[ Memahami Pendapat Jumhur Soal Biaya Pengobatan Istri ]


[ Memahami Pendapat Jumhur Soal Biaya Pengobatan Istri ]

Artikel Fiqih menarik menurut saya adalah yang menguak latar belakang ‘fatwa klasik’ dan mengaitkanya dengan perkembangan zaman. Salah satunya artikel yang dimuat di “www.dar-alifta.org” tentang masalah biaya pengobatan istri. Apakah termasuk nafkah yang wajib atau tidak?

Disebutkan bahwa jumhur (mayoritas ulama terdahulu) tidak memasukkannya ke dalam nafkah yang wajib. Tidak sebagaimana ‘sandang’, ‘pangan’ dan ‘papan’.

Sebenarnya dengan mengembalikan hal ini kepada ‘urf di zaman sekarang sudah jelas hukumnya.

Yang menjadi fokus pembahasan adalah apa latar belakang mayoritas ulama berpendapat demikian?

Pendapat mayoritas ulama tersebut dilatarbelakangi beberapa hal :

  1. Persebaran penyakit di zaman dahulu tidak seperti sekarang.
  2. Biaya pengobatan di zaman dahulu tidak seperti sekarang.
  3. Kebanyakan penyakit kala itu bukan penyakit yang menahun, akan tetapi penyakit yang sifatnya sementara.
  4. Solusi pengobatan di zaman dahulu mudah didapatkan dari lingkungan sekitar ; makanan-makanan dan tanaman-tanaman obat.
  5. Kebanyakan wanita di zaman dahulu memiliki keterampilan dan keahlian dalam pengobatan.

Atas dasar ini dapat disimpulkan pendapat mayoritas ulama tersebut di atas menyesuaikan kondisi yang ada kala itu. Jika demikian maka untuk zaman sekarang biaya pengobatan istri termasuk kewajiban yang harus ditunaikan suami.

Demikian rangkuman penjelasan dari lembaga fatwa resmi Mesir. Menarik dan sesuai kaidah-kaidah Ushul Fiqih.

Syaikh Ibnu Utsaimin termasuk yang berpendapat seperti ini, yaitu mengembalikan kepada ‘urf (tradisi yang berlaku). Bukan mengembalikan kepada hukum berobat itu sendiri.

Barangkali yang lebih penting lagi dibahas adalah “Bagaimana kita mengetahui jika tradisi sekarang “mewajibkannya” atau tidak?”

Jawabannya :

Ini bisa dilihat dari ‘reaksi’ masyarakat sekitar. Jika mereka menganggap suami yang tidak mau membiayai pengobatan istri adalah suami zhalim, maka itu salah satu bukti bahwa menurut tradisi kita hal itu adalah wajib.

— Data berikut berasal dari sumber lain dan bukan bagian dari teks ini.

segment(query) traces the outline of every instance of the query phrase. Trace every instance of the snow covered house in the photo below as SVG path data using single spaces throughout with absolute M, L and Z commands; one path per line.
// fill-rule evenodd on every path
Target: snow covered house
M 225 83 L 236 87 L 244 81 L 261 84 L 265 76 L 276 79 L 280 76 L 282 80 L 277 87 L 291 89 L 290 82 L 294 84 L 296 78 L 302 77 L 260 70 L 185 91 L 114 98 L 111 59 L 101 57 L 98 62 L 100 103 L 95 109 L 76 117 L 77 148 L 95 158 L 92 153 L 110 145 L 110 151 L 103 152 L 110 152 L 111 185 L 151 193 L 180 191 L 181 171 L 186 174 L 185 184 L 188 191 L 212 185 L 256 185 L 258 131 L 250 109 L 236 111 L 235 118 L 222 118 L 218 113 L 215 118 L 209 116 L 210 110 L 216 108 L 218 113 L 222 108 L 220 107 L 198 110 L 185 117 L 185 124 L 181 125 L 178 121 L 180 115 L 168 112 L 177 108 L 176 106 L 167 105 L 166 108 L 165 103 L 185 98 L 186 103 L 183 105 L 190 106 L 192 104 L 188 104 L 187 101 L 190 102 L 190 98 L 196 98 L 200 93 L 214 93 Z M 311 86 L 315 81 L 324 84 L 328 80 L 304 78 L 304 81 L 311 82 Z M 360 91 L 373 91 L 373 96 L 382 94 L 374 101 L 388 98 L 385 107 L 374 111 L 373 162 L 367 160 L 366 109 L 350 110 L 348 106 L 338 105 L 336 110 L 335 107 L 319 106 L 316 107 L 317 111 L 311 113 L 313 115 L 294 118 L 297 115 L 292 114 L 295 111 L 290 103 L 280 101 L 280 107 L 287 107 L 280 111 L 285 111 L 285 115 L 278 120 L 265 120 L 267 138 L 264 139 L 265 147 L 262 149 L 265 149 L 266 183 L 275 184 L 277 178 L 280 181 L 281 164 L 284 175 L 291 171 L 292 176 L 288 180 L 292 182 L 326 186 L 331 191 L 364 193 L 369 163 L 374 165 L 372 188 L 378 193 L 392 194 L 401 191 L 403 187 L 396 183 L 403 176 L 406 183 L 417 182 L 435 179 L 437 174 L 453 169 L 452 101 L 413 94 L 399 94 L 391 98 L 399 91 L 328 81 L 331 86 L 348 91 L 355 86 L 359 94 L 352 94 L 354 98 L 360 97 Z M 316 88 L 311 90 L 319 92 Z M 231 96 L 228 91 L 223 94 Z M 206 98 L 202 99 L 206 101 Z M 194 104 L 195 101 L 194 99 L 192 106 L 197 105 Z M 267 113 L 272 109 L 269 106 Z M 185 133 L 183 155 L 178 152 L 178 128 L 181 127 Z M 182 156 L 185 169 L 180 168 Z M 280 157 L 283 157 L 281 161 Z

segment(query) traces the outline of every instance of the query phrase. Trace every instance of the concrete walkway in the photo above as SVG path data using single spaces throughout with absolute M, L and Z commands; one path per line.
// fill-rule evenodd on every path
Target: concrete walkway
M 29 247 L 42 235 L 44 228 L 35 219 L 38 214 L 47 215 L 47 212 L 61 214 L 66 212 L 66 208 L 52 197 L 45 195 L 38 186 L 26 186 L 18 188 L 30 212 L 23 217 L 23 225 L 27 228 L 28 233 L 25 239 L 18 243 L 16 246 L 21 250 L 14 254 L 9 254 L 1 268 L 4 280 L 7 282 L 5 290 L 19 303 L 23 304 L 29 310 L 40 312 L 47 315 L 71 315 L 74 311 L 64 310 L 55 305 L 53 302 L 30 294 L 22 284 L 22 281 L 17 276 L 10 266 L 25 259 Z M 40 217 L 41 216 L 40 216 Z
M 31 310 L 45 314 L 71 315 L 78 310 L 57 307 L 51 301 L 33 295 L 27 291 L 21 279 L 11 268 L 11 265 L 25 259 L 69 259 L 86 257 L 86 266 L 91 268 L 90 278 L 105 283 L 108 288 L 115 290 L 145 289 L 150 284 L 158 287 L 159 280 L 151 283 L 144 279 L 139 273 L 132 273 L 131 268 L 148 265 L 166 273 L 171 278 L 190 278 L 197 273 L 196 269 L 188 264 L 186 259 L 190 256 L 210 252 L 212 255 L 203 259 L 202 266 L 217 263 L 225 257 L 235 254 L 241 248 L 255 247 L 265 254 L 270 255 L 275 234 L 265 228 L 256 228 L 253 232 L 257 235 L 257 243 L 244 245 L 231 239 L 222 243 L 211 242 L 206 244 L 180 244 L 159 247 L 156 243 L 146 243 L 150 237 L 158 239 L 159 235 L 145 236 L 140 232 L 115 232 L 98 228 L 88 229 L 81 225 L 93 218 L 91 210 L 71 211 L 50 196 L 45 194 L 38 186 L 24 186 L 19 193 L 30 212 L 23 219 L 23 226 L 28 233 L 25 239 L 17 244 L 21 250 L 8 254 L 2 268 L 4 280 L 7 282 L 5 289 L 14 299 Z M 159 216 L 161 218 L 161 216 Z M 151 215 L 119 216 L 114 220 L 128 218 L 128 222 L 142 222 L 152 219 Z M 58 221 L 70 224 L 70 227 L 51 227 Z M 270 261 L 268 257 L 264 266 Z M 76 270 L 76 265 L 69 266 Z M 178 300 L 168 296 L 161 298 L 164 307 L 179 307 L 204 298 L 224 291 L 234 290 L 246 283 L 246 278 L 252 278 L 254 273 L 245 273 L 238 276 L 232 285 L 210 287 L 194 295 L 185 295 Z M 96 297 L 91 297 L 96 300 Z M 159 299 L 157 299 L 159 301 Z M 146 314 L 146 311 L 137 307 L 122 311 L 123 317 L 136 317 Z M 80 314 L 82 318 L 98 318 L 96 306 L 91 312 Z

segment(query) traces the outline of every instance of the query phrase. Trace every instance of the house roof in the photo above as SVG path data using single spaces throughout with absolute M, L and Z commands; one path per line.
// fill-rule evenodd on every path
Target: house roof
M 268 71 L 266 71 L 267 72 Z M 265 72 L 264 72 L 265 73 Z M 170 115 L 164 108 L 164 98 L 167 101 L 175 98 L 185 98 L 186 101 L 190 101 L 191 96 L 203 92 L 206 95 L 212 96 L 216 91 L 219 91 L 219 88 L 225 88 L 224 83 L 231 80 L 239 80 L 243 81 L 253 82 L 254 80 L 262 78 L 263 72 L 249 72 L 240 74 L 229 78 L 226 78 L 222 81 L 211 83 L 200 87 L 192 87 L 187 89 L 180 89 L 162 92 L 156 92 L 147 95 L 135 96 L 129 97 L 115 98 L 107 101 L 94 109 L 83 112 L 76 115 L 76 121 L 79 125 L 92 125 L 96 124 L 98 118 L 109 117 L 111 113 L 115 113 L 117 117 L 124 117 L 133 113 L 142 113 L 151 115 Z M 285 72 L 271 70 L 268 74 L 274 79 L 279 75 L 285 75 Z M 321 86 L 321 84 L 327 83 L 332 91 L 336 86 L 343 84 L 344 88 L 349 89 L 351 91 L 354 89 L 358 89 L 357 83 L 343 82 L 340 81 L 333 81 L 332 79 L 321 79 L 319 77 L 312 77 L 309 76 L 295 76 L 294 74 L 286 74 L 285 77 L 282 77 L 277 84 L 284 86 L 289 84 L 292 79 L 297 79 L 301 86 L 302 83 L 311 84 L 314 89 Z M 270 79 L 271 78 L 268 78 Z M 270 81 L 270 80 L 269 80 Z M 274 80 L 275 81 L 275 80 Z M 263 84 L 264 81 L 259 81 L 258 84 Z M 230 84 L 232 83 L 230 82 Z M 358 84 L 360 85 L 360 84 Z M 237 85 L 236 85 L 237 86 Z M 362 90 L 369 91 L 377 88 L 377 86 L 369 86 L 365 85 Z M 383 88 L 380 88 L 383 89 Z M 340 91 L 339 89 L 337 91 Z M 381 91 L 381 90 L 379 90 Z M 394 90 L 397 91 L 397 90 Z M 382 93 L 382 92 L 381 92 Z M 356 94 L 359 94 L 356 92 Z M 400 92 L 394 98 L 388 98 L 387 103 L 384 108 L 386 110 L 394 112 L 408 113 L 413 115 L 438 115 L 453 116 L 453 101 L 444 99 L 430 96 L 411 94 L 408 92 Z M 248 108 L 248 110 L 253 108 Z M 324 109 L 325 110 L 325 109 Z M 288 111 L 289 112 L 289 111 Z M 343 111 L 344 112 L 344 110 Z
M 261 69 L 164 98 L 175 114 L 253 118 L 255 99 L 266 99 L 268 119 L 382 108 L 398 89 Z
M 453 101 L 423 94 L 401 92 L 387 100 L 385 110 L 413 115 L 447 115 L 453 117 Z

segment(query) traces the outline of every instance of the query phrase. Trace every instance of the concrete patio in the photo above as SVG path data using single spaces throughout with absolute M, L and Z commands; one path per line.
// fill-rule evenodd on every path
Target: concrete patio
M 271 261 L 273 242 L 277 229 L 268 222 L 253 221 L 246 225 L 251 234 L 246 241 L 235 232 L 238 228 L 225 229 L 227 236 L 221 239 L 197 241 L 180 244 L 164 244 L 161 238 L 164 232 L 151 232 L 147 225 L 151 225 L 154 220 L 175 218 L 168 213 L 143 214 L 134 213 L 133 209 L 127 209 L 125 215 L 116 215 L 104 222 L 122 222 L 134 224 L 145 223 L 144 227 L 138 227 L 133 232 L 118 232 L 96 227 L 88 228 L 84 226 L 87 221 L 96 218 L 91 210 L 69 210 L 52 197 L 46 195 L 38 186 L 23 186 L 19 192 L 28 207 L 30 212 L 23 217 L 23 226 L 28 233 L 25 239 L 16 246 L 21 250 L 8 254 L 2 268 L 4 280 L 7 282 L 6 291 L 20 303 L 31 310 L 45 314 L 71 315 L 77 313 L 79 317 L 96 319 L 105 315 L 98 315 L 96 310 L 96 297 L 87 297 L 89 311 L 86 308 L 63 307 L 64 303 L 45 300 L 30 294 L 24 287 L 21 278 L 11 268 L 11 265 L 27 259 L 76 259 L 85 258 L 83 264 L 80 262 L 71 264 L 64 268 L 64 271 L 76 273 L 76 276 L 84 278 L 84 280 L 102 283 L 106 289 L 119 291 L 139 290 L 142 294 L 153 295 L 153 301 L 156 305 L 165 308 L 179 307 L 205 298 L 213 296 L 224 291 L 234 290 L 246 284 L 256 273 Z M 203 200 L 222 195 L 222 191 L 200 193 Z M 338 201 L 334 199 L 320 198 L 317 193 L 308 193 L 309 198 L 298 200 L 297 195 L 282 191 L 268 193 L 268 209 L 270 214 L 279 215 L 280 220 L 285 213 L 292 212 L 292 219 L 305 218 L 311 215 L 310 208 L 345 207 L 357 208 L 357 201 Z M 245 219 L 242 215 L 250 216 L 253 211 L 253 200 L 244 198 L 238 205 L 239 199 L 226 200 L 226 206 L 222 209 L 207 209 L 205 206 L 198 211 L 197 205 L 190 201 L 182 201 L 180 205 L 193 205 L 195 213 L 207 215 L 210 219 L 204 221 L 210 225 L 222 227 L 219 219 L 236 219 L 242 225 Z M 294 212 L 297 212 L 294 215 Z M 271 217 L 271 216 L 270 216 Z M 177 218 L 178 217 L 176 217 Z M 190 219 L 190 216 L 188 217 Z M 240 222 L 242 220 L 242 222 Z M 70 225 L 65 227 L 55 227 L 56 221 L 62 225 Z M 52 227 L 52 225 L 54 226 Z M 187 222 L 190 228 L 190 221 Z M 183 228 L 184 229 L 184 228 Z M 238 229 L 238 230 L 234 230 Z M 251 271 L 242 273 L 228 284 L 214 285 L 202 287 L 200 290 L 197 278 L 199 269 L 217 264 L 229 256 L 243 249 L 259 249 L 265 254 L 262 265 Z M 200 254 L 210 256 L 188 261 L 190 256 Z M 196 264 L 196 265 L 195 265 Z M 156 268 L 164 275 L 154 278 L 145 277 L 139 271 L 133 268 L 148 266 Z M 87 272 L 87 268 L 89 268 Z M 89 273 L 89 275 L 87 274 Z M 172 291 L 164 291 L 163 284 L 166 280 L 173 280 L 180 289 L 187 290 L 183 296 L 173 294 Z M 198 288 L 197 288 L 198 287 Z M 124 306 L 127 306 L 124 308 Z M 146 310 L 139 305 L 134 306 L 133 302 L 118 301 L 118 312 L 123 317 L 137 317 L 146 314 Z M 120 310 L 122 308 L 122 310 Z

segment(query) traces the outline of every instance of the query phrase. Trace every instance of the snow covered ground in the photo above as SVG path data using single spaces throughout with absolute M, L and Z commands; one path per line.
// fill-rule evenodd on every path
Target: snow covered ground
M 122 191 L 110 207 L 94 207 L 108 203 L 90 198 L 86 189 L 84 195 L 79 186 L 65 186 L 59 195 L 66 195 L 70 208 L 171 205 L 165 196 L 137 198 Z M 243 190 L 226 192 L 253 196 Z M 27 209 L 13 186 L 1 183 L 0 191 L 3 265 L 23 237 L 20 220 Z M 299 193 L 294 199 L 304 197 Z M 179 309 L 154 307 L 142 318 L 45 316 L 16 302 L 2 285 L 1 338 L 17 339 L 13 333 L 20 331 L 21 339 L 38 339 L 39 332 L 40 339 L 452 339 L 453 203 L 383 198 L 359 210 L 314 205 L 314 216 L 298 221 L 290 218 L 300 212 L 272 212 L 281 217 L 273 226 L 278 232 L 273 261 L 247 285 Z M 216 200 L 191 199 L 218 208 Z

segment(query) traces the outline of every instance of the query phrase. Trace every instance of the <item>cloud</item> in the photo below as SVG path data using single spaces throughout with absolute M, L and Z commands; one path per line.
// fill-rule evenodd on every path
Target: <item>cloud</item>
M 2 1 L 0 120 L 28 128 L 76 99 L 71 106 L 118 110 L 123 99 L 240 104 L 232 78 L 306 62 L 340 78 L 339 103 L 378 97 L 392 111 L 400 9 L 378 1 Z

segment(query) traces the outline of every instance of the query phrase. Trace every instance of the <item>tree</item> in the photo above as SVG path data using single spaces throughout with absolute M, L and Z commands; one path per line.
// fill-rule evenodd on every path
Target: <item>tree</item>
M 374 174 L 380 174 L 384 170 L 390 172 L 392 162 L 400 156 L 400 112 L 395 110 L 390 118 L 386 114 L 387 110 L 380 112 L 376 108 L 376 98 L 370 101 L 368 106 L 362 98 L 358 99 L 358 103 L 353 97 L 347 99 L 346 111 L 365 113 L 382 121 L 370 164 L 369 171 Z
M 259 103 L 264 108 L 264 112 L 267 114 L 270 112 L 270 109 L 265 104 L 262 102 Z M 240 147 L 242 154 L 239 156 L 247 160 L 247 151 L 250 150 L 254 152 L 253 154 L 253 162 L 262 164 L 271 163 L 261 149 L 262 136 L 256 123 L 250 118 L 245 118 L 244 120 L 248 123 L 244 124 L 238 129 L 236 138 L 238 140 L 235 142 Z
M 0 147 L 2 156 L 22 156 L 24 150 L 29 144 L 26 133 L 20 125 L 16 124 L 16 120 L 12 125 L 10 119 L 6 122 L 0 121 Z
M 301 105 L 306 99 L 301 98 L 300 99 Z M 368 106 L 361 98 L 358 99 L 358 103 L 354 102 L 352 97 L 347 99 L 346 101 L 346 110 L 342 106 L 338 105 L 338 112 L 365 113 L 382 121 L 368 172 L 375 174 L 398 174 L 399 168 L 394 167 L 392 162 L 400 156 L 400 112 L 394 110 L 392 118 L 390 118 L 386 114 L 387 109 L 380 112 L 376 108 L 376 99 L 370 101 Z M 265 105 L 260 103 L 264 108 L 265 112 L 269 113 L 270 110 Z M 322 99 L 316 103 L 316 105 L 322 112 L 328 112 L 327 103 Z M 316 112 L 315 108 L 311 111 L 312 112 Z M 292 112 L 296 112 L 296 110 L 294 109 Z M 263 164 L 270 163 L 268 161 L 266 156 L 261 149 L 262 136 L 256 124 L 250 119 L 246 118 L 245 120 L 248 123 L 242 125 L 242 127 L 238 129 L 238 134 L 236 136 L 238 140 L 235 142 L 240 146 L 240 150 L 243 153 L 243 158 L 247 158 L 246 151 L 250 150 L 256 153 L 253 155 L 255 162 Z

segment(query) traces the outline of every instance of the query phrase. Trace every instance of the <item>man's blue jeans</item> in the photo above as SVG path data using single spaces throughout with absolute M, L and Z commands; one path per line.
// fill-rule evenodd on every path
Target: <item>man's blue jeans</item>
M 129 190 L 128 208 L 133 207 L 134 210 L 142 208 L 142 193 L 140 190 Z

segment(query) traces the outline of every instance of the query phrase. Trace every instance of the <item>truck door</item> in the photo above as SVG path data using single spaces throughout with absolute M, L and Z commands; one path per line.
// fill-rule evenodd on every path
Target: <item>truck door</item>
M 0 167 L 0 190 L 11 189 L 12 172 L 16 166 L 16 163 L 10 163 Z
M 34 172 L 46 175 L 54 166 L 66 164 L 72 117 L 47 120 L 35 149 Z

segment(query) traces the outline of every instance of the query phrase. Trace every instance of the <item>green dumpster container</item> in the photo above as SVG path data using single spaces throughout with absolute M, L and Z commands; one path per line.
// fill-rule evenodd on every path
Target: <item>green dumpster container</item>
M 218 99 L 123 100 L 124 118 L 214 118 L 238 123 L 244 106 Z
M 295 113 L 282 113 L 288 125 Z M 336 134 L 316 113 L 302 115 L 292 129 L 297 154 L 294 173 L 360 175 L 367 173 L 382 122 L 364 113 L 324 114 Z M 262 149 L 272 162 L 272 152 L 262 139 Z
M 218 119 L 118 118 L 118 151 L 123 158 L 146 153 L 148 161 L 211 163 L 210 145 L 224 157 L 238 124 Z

Apalagi jika kita masukkan “dalil-dalil umum” yang melarang kezhaliman, atau melarang membahayakan orang lain, maka hukum yang didasari ‘urf tersebut semakin kuat.

Terakhir, ada yang menarik dari buku “Al-Madkhal Ila As-Siyasah Asy-Syar’iyyah” yang ditulis Abdul ‘Aal Ahmad ‘Athwah ; dikatakan bahwa ‘urf (tradisi) merupakan salah satu sebab ulama belakangan berfatwa dengan fatwa yang berbeda dengan ulama terdahulu.

Dicontohkan para ahli Fiqih mazhab Hanafi yang datang belakangan berfatwa bolehnya menerima bayaran dari mengajar Al-Qur’an, padahal ulama mazhab Hanafi terdahulu berfatwa sebaliknya.

Kenapa demikian?

Jawabannya karena kondisi dahulu dan sekarang jauh berbeda. Salah satunya terkait adanya alokasi dana dari ‘baitul mal’ untuk para pengajar Al-Qur’an di zaman dahulu. Dan kondisi-kondisi lainnya.